Understanding why smallholder farmers adopt sustainable agricultural intensification practices

A woman farmer telling researchers about her maize crop during an Adoption Pathways field visit. Photo credit: L Ogutu AIFSRC
Tuesday, 14 October 2014

The Adoption Pathways project is focused on understanding how smallholder farmers make decisions about adopting Sustainable Agricultural Intensification (SAI) practices.

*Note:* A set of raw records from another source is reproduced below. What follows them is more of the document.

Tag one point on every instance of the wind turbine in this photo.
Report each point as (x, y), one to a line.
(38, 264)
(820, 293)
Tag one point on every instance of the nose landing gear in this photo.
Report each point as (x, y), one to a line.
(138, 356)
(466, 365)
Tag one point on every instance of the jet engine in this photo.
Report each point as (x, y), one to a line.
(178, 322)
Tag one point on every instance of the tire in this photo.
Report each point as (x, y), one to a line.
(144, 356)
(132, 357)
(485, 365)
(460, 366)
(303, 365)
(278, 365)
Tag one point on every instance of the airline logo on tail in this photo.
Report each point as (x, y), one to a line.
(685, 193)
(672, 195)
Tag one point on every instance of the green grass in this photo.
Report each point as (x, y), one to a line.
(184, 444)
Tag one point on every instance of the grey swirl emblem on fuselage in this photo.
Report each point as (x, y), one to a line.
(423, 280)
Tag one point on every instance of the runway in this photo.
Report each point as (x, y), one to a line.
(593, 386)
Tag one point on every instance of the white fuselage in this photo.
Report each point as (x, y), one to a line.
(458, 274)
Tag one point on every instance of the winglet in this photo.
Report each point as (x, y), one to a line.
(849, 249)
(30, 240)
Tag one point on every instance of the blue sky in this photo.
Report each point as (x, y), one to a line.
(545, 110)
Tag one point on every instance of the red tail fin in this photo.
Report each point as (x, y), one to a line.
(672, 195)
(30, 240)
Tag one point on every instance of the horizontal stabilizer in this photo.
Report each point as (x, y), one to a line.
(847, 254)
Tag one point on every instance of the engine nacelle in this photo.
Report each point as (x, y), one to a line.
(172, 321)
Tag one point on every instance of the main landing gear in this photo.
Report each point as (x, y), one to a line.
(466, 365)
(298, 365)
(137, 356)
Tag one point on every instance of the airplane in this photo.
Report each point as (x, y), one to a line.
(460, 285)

The project team have been sharing some of their successes through a recent media visit in Eastern Kenya.

The International Maize and Wheat Improvement Center (CIMMYT) and the Kenya Agricultural Research Institute (KARI) researchers say that the general development of technologies that do not focus on farming practices is one of the gaps in African agriculture.

Project Leader Dr Kassie Menale tells SciDev.Net that the “adoption of SAI practices in combination has the potential to increase agricultural production and improve soil fertility, while reducing environmental degradation”. The technologies to be used in combination include use of improved seed varieties, crop diversification through crop rotation, intercropping and conservation tillage.

In Ethipia the project has found that adopting SAI practices can raise net maize income by 47 per cent to 67 per cent and reduce fertiliser application without compromising farmers’ earnings.

Aslipon Nyaga, a farmer from Embu county in Kenya, says that since the adoption of SAI practices, her farm yields have doubled.